If the goal is to convert a (finite prefix of an) llist to an ordinary list, we can do that with a simple recursive helper function.
let rec take n (Cons (x, xs)) =
if n = 0 then [] else x :: take (n - 1) (xs ())
Use as
# take 100 (lnat 1);;
- : int list =
[1; 2; 3; 4; 5; 6; 7; 8; 9; 10; 11; 12; 13; 14; 15; 16; 17; 18; 19; 20; 21;
22; 23; 24; 25; 26; 27; 28; 29; 30; 31; 32; 33; 34; 35; 36; 37; 38; 39; 40;
41; 42; 43; 44; 45; 46; 47; 48; 49; 50; 51; 52; 53; 54; 55; 56; 57; 58; 59;
60; 61; 62; 63; 64; 65; 66; 67; 68; 69; 70; 71; 72; 73; 74; 75; 76; 77; 78;
79; 80; 81; 82; 83; 84; 85; 86; 87; 88; 89; 90; 91; 92; 93; 94; 95; 96; 97;
98; 99; 100]
The llist in your representation stores the first value strictly and then hides the rest of the computation behind a function that takes ().
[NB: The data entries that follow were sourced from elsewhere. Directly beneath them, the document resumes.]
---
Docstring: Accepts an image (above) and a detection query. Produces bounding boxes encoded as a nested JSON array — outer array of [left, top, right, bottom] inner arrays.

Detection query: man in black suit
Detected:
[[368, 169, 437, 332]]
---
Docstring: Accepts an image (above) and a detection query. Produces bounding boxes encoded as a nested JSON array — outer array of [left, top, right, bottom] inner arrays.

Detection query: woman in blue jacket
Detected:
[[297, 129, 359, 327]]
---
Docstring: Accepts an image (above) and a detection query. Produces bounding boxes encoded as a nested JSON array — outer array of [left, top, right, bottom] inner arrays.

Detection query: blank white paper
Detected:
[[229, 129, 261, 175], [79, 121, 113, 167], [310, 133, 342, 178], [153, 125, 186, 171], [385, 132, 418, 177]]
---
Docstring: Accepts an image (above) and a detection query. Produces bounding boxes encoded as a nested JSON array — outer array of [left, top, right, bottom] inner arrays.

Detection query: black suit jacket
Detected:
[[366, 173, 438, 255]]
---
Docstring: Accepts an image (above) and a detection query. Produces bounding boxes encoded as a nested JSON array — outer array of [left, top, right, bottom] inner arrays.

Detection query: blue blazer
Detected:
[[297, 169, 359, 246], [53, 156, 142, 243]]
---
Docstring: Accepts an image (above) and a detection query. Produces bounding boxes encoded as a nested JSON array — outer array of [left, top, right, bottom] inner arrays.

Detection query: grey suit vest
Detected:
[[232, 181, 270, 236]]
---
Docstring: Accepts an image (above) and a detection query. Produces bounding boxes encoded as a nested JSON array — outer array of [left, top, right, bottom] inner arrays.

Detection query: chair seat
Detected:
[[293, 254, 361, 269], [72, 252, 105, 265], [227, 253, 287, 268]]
Since the function takes () (i.e. no real arguments), its only choice (aside from producing side effects, which I feel would be unexpected behavior in this context) is to produce a constant value.
So it really is just an infinite list, where the function part "protects" the rest of the list from flooding your computer's memory. To access the following element, apply the function to (), the only valid value of type unit.